For UK employees on business in Europe, on average, the flight time needed to be at least two and a half hours to get the green light from management to stay the night in a hotel. For trips in the UK, a hotel stay was justified if the drive was three hours or more. Sixty per cent said they enjoyed having an overnight stay on business.
For those travelling from London airports to destinations with a flight time of less than two and a half hours, employees are typically expected to travel back on the same day. HRS asks whether this puts a company’s duty of care into question and the performance of the employee in meetings under real pressure.
Jon West, Managing Director of HRS in the UK and Ireland (pictured), said: “It’s staggering to think that bosses expect their employees to travel abroad, attend a full day’s meeting and return on the same day. Travelling abroad can add a huge amount of pressure on an employee and affect their performance, and bosses should really consider their duty of care to the workforce.”

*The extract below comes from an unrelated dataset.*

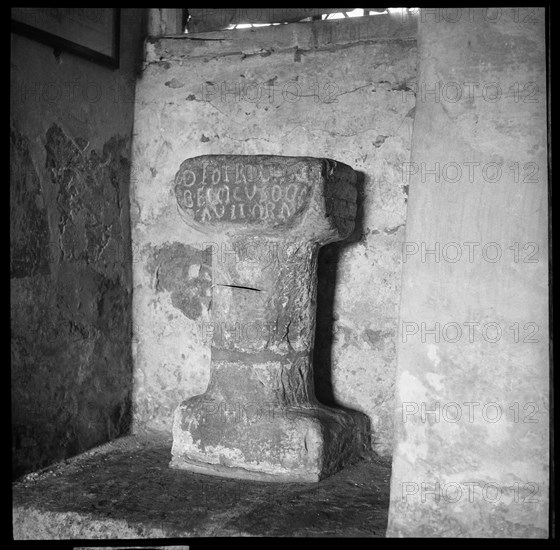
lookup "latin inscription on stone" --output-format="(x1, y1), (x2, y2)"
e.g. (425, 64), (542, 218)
(175, 157), (313, 226)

But is every night’s stay away on business truly justified? Of the quarter of those asked who admitted to sometimes staying away on business even if they didn’t need to, half said they liked to do so because it’s simply nice to stay in a hotel, while a quarter said it was nice to get away from home for a night.
Despite people often bemoaning the fact that they have to stay away on business to their colleagues, the findings do seem to show that in reality some people see a night away as a perk of the job.
On average employees had four hours of free time to themselves when staying away on business, with the majority saying they used this to relax in the hotel, enjoy hotel facilities such as the restaurant or spa, sleep or catch up with family or friends on the phone. Some business travellers (11%) also took time out for a spot of sightseeing around the local area.
Only eight per cent said that they used their free time to catch up on work – but perhaps this is because some work while in transit to and from their destination.
The HRS survey noted that Managing Directors clocked up the most nights away, averaging 17 nights, followed by senior management at 16 nights. People working in industries such as electronics, energy and utilities, and transport and logistics, on average clocked up nearly 19 nights away annually.
The top four reasons cited when justifying a night away on business included the time of meeting, nature of the meeting, journey itinerary and the importance of the client.
When asked about what influences their choice of hotel, it was clear that business travellers place real importance on convenience. Nearly half (46%) said that the location from the meeting place was the priority, followed by the distance from the airport or train station (22%), while 17 per cent cited distance from the city centre.